Conversando com outra pessoa, essa de Paulo Afonso, muito mais velha
que os jovens, e muito conhecedora das cidades da região, recebi
mais uma nova informação. Os usos da cannabis vão, naquela região,
muito além do uso como cigarro. A cannabis é usada na medicina caseira,
foi assim que a pessoa se referiu, para o tratamento da asma e de
outras doenças respiratórias. Como se faz? Perguntei, ao que me
respondeu “se esfrega a folha na pessoa, não sei bem como é...”
Perguntei: “Não é um chá? Ou uma garrafada?” Ele disse: “Não, é
a própria folha”. Até há um outro uso, em Orocó, segundo a mesma
pessoa, se vende cachaça temperada, na qual a raiz da maconha era
embebida – “e, dizem, me disse a pessoa, era até gostosa”. Era?
– perguntei – “Não sei se ainda vendem hoje”. E a medicina caseira?
Perguntei. “Essa ainda se usa”. Ele me disse. Falei que havia aqueles
registros de uma presença antiga da cannabis na região antes, e
isso fez a pessoa me falar desses usos conhecidos – por essa pessoa
e outros, não por mim, ouvinte ignorante – e que, segundo a pessoa
que me relatou esses fatos, os antigos da região sabem.
Pois bem, há muito mais a se aprender com os usos e costumes, e
o sistema produtivo do que aquilo que até o momento já sabemos.
Porém, algumas coisas estão se tornando cada vez mais evidentes.
Primeiro, o fato da existência do cultivo da cannabis nada tem que
ver diretamente com os processos violentos. Segundo, a política
da erradicação de áreas de plantio, que já dura desde 1940, é ineficaz
tanto para erradicar o plantio de drogas de cultivo ilícito, quanto
mais para criar alternativas de desenvolvimento rural para as camponesas
e camponeses. Terceiro, o aumento da produção em escala agroindustrial
é um fenômeno com concausas que responde a situações prévias que
o permitem – entre as quais um certo hábito cultural com o cultivo
da erva cannabis – e essa última questão é uma informação nova.

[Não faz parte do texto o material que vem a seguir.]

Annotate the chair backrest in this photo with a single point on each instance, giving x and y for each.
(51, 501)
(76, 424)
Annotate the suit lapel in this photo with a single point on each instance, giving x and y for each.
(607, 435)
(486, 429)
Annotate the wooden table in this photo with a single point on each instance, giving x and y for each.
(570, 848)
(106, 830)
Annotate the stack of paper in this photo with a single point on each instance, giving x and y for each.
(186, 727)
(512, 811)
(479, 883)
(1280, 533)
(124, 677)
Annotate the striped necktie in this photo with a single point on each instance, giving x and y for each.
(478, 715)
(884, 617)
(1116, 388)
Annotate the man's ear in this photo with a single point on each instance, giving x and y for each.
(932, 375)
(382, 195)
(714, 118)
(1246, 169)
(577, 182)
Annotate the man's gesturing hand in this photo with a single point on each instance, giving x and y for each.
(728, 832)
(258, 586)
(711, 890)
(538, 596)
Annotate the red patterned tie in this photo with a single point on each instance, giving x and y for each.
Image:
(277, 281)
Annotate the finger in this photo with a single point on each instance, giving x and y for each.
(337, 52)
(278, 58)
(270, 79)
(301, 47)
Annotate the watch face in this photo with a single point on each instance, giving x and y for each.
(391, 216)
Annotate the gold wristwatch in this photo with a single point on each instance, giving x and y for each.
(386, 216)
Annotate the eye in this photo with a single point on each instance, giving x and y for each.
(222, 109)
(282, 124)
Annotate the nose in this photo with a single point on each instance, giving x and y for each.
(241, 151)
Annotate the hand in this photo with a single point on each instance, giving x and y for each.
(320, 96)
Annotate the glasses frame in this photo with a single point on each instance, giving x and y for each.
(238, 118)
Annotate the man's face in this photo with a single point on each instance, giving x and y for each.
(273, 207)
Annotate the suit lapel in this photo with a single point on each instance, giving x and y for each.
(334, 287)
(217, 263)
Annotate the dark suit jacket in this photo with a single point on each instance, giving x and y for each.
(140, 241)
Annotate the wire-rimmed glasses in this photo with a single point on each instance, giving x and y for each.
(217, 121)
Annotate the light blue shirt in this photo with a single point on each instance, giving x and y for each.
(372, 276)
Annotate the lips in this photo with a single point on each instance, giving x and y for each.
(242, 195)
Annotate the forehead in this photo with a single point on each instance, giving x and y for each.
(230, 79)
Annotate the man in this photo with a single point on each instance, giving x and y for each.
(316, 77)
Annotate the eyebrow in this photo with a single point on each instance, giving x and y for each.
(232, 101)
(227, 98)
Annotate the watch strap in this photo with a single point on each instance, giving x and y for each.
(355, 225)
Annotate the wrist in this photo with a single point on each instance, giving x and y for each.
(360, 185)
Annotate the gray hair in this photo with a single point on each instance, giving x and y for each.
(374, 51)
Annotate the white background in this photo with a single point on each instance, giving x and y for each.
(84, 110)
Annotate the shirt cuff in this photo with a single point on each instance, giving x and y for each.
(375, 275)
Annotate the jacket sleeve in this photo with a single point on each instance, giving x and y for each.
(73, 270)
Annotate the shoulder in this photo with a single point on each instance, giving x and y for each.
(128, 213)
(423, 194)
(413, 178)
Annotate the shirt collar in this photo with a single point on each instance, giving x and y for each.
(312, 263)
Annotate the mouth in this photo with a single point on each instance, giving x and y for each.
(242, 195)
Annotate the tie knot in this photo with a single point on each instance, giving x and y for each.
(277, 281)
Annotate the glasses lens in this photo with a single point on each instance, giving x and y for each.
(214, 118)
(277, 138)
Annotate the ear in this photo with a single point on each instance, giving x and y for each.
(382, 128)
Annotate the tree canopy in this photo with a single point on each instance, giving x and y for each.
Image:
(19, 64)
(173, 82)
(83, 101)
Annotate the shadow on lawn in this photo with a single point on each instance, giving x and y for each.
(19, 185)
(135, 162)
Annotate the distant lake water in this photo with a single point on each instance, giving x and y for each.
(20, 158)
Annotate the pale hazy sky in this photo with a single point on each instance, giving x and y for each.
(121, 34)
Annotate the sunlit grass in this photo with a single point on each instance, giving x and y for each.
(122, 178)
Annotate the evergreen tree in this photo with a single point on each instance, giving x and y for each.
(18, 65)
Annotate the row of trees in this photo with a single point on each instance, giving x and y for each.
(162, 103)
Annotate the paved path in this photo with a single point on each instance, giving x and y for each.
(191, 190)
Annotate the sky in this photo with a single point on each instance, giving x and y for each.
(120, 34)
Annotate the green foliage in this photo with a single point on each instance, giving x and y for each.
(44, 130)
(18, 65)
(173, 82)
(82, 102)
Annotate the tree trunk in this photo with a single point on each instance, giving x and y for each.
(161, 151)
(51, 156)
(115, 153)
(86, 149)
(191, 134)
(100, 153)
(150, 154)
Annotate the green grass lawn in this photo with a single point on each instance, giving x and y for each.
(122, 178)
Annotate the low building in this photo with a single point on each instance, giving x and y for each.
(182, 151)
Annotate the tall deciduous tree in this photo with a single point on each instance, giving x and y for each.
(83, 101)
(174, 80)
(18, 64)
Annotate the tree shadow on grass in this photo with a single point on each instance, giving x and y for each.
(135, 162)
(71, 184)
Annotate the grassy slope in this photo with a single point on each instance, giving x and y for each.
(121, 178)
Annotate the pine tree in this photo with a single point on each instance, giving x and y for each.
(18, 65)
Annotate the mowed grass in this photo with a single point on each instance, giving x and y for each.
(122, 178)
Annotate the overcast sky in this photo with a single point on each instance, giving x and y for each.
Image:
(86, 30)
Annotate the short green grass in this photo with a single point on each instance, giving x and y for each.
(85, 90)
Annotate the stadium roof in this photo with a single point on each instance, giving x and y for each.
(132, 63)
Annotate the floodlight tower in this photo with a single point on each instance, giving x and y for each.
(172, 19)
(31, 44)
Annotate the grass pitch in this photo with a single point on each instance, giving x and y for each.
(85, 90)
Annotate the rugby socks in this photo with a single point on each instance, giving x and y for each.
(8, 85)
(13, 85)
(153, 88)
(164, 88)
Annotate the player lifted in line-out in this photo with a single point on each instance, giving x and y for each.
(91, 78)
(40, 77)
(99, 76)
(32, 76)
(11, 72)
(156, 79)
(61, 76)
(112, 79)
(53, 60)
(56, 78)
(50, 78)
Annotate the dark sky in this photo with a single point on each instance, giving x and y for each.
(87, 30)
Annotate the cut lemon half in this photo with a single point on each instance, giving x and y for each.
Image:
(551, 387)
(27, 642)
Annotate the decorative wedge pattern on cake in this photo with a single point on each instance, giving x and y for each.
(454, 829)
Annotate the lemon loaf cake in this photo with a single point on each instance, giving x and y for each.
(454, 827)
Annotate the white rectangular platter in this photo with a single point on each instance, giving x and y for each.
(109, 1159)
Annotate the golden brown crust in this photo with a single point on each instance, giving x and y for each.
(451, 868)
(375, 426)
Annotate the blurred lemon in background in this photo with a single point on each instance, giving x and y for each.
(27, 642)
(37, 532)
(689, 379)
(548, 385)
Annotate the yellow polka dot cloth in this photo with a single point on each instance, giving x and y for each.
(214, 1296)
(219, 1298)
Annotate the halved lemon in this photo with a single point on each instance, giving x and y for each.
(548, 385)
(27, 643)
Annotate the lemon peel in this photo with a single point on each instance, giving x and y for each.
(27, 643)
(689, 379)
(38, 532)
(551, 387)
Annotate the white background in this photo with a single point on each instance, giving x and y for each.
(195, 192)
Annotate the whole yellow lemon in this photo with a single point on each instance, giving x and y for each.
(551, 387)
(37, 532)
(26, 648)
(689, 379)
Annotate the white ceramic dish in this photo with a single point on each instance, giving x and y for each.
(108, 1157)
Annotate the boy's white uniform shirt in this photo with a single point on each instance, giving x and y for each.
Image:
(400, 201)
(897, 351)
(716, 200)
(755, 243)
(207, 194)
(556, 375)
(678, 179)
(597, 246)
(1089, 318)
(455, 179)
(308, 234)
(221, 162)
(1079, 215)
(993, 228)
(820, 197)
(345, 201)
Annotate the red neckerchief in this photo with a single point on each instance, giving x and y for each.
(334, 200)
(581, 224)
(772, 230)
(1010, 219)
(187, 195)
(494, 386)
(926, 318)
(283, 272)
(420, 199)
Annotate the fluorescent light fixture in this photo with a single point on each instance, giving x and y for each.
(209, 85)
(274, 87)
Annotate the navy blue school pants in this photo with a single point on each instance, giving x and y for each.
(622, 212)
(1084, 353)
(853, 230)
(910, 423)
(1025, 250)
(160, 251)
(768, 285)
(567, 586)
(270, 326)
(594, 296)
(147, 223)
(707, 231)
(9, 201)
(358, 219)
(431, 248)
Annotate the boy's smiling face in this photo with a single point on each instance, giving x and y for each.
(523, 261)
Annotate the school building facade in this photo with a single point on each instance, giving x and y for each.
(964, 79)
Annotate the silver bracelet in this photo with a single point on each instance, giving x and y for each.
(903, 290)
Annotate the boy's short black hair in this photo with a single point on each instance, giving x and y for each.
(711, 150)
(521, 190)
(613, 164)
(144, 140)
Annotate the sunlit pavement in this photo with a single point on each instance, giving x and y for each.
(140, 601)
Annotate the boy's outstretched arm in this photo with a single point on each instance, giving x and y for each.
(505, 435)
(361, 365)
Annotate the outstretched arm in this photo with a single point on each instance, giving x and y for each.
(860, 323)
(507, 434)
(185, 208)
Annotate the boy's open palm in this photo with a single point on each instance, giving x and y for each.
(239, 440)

Quarto, os processos violentos também possuíam um acento cultural,
mas foram exponencialmente ampliados com os novos vínculos mercadológicos
da produção agroindustrial da maconha. Quinto, o sistema produtivo
da cannabis tem uma gerência financeira local/regional, mas que,
assim como nas relações entre interiores e capitais, entre centro
e periferia do sistema capitalista, não tem o domínio do processo
– e nesse domínio do processo da lavagem de dinheiro ninguém conseguiu
tocar forte e firmemente ainda. Sexto, há uma situação de ampliação
do consumo local/regional que precisa ser avaliada.
Termino assim essas notas, sabendo que são anotações impressionistas
e que precisam ser aprofundadas. Elas deverão ser ajuntadas a umas
outras notas que têm uma leitura mais macro do processo e serão
avaliadas a partir dali. Assim, por enquanto, permanecem provocantes,
querendo instigar a conversa, sem chegar a nenhum rumo da prosa.
Porque, ao fim e ao cabo, a prosa é mesmo para isso, para a gente
ir juntando os discursos, ampliando a compreensão e afinando estratégias
de ação. A avaliação do processo deverá ser se conseguimos, ou não,
construir com os interessados ações de autovalorização, autonomia,
autorealização, se, ao final, as pessoas encontram caminhos para
serem mais felizes e viverem em circunstâncias que não ameacem à
vida. Se conseguirmos isso, teremos realizado nosso intuito, se,
ao menos, tivermos preparado caminho para isso, teremos realizado
nosso intuito, se, de todo, não avançarmos nessa direção, malogramos
e, talvez, ratificamos a injustiça e a desigualdade.